Fibonacci Series And The Golden Ratio Engineering Essay

Fibonacci Series And The Golden Ratio Engineering Essay

The research inquiry of this drawn-out essay is, “ Is there a relation between the Fibonacci series and the Golden Ratio? If so be the ground, what is it and explicate it. ” The Fibonacci series, which was foremost introduced by Leonardo of Pisa ( Fibonacci ) , was found to hold had a close connexion with the Golden Ratio. The relation found was that the bound of the ratios of the Numberss in the Fibonacci sequence converges to the aureate mean/golden ratio. I decided to transport out a few set of experiments that involved single constructs of both: the Fibonacci series and the Golden Ratio. Using their single applications such as the Golden Rectangle, a computerized computation supported by a sketched graph, I found that I could get at a speculation that linked the two constructs. I besides used the Fibonacci spiral and Golden spiral to happen the bound where the values would be given to run into. After transporting out the experiments, I decided to happen the cogent evidence of the relation utilizing the Binet ‘s expression which is basically the expression for the n-th term of a Fibonacci sequence. However, the Binet ‘s expression was interesting adequate to do me happen its cogent evidence and work out it myself. From at that place, I proceeded on to the cogent evidence of the relation between the Fibonacci series and the Golden Ratio utilizing this expression. The Binet expression is given by ; . Following the cogent evidence, I carried out stairss to verify it by replacing different values to look into its cogency. After turn outing the cogency of the speculation, I arrived at the decision that such a relation does be. I besides learned that this relation had applications in nature, art and architecture. Apart from these, there is a possibility that there are other applications which can be subjected to farther probe.

Table of Contentss

Sl. No.

Contentss

Page No.

1.

Introduction to the Fibonacci Series

4

2.

Introduction to the Golden Ratio

5

3.

The Relationship between them

6

4.

Forming the speculation

6

5.

Testing the speculation

7

6.

The cogent evidence

15

7.

Confirmation of the cogent evidence

20

8.

Decision

22

9.

Further Probe

22

10.

Bibliography

23

Introduction

The Fibonacci Series

The Fibonacci series is that sequence where every term is the amount of the two footings that precedes it ( in the Hindu-Arabic system ) where the first two footings of the sequence are 0 and 1. The Fibonacci series is shown below –

0, 1, 1, 2, 3, 5, 8, 13, 21, 34 aˆ¦

Where the first two footings are 0 and 1 and the term following it is the amount of the two footings predating it, which in this instance are 0 and 1. Hence, 0 + 1 = 1 ( 3rd term )

Similarly,

Fourth term = 3rd term + 2nd term

Fourth term = 1 + 1 = 2

And so the sequence follows.

The series was foremost invented by an Italian by the name of Leonardo Pisano Bigollo ( 1180 – 1250 ) in 1202. He is better known as ‘Fibonacci ‘ which basically means the ‘son of Bonacci. ‘ In his book, Liber Arci, there was a mystifier refering the genteelness of coneies and the solution to this mystifier resulted in the find of the Fibonacci series. The job was based on the entire figure of coneies that would be born get downing with a brace of coneies foremost followed by the genteelness of new coneies which would besides get down giving birth one month after they were born themselves.[ 1 ]
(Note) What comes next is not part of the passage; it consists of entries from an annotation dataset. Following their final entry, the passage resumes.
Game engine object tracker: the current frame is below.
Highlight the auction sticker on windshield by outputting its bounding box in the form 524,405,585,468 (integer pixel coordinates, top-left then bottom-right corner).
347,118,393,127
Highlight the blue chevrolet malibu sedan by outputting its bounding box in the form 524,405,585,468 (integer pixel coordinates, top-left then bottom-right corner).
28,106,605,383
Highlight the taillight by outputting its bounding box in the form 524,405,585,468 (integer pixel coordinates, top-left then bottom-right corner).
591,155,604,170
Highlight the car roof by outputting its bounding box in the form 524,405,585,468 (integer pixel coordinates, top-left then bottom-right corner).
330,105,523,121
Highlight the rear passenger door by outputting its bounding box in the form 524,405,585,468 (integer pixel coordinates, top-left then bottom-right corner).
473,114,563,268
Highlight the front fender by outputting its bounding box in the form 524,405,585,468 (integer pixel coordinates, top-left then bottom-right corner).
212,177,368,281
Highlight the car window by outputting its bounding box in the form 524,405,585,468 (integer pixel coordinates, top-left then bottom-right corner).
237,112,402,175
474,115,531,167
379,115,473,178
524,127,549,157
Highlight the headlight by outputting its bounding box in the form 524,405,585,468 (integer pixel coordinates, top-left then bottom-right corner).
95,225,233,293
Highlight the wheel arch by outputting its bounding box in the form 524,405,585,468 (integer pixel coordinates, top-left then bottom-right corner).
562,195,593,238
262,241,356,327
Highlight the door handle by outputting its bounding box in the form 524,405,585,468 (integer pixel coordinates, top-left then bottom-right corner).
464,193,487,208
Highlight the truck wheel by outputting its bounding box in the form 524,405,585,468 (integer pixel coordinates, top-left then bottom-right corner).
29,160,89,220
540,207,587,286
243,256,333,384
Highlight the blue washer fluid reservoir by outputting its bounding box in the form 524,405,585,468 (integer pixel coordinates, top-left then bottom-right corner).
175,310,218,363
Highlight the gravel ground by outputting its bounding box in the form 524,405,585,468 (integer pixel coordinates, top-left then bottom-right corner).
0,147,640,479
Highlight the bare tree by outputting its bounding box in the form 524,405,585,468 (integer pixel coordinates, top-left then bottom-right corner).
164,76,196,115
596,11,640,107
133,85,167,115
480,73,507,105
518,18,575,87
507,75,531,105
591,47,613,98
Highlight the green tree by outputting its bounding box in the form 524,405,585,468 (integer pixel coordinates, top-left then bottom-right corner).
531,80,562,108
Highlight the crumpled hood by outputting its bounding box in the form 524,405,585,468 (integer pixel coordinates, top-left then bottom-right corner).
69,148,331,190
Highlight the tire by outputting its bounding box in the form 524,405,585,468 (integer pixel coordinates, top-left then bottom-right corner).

The job was broken down into parts and the reply that was obtained gave rise to the Fibonacci series. The Fibonacci series gained a world-wide credence shortly every bit after its find and was used in many Fieldss. It had its utilizations and applications in nature ( such as the petals of a helianthus and the nautilus shell ) . Shown below is the application of the series on the commotion of a pine cone.[ 2 ]

hypertext transfer protocol: //www.3villagecsd.k12.ny.us/wmhs/Departments/Math/OBrien/fib2.jpghttp: //www.3villagecsd.k12.ny.us/wmhs/Departments/Math/OBrien/fib3.jpg

The Golden Mean / Golden Ratio

The aureate mean, besides known as the aureate ratio, as the name suggests is a ratio of distances in simple geometric figures[ 3 ]. This is merely one of the many definitions found for the term. It is non entirely restricted to geometric figures but the proportion is used for art, nature and architecture every bit good. From pine cones to the pictures of Leonardo Da Vinci, the aureate proportion is found about everyplace. Another definition of the aureate ratio is – “ a precise manner of spliting a line ”[ 4 ]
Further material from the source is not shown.